When Egypt’s April 6 Youth Movement was struggling to recover from a failed effort in 2005, they stumbled on Mr. Sharp while examining the Serbian movement Otpor, which he had influenced, said Ahmed Maher, a leading strategist.
When the nonpartisan International Center on Nonviolent Conflict slipped into Cairo several years ago to conduct a workshop, among the papers it distributed was Mr. Sharp’s “198 Methods of Nonviolent Action.”
Dalia Ziada, an Egyptian blogger who later organized similar sessions on her own, said trainees were active in both the Tunisia and Egypt revolts. She said that some activists translated excerpts of Mr. Sharp’s work into Arabic, and that his message of “attacking weaknesses of dictators” stuck with them.
Peter Ackerman, a onetime student of Mr. Sharp who founded the nonviolence center , cites his mentor as proof that “ideas have power.”
Mr. Sharp, hard-nosed yet exceedingly shy, is careful not to take credit. He is more thinker than revolutionary, though as a young man he protested segregation in the American South and spent nine months in a federal prison as a conscientious objector during the Korean War. He has had no contact with the Egyptian protesters, he said, although he recently learned that the Muslim Brotherhood had “From Dictatorship to Democracy” posted on its Web site.
While seeing the revolution that ousted Hosni Mubarak as a sign of “encouragement,” Mr. Sharp said, “The people of Egypt did that - not me.”
He has been watching events in Cairo unfold on CNN from his modest house in East Boston, which doubles as the headquarters of the Albert Einstein Institution, an organization Mr. Sharp founded in 1983 while running seminars at Harvard University and teaching political science at the University of Massachusetts at Dartmouth. In this era of Twitter revolutionaries, the Internet holds little allure for Mr. Sharp. He is not on Facebook and does not venture onto the Einstein Web site.
Based on studies of revolutionaries like Gandhi, nonviolent uprisings, civil rights struggles, economic boycotts and the like, Mr. Sharp has concluded that advancing freedom takes strategy and planning . Peaceful protest is best, he says, because it provokes autocrats to crack down. “If you fight with violence,”

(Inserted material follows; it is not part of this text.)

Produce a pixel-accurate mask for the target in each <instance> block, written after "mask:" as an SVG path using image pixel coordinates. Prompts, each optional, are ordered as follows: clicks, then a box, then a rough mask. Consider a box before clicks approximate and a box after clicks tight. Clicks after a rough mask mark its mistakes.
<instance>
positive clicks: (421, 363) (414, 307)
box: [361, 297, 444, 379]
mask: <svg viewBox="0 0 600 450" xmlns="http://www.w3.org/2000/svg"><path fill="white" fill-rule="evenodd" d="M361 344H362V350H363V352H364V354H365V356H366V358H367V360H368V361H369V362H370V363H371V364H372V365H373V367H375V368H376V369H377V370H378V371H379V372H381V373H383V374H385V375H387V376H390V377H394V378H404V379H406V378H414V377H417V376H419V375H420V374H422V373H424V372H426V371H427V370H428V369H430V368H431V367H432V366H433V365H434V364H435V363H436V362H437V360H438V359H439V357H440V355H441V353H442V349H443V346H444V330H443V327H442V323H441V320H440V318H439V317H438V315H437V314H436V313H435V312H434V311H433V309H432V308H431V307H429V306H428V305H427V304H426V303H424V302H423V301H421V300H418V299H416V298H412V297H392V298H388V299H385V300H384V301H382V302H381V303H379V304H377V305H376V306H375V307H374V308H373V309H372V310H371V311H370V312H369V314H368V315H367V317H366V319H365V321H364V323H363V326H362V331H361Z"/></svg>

Mr. Sharp said, “you are fighting with your enemy’s best weapon .” Mr. Sharp has seen action. In 1989, he witnessed the uprising in Tiananmen Square. In the early 1990s, he sneaked into a rebel camp in Myanmar at the invitation of Robert L. Helvey, a retired Army colonel who advised the opposition .
They met when Colonel Helvey was at Harvard; the military man thought the professor had ideas that could avoid war. “Here we were in this jungle, reading Gene Sharp’s work by candlelight,” Colonel Helvey recalled. “This guy has tremendous insight into society and the dynamics of social power.”
But As’ad AbuKhalil, a Lebanese political scientist and founder of the Angry Arab News Service blog, complained that Western journalists were looking for a “Lawrence of Arabia” to explain Egyptians’ success, in a colonialist attempt to deny credit to Egyptians.
Mr. Sharp says his work is far from done. He has just submitted a manuscript for a new book, “Sharp’s Dictionary of Power and Struggle: Terminology of Civil Resistance in Conflicts,” to be published this autumn . He wants readers to know he did not pick the title. “It’s a little immodest,” he said.
He also has a manuscript in the works about Einstein, who was also concerned about totalitarianism .
In the meantime, Mr. Sharp is keeping a close eye on the Middle East. He was struck by the Egyptian protesters’ discipline in remaining peaceful, and especially by their lack of fear. “That is straight out of Gandhi,” Mr. Sharp said. “If people are not afraid of the dictatorship, that dictatorship is in big trouble.”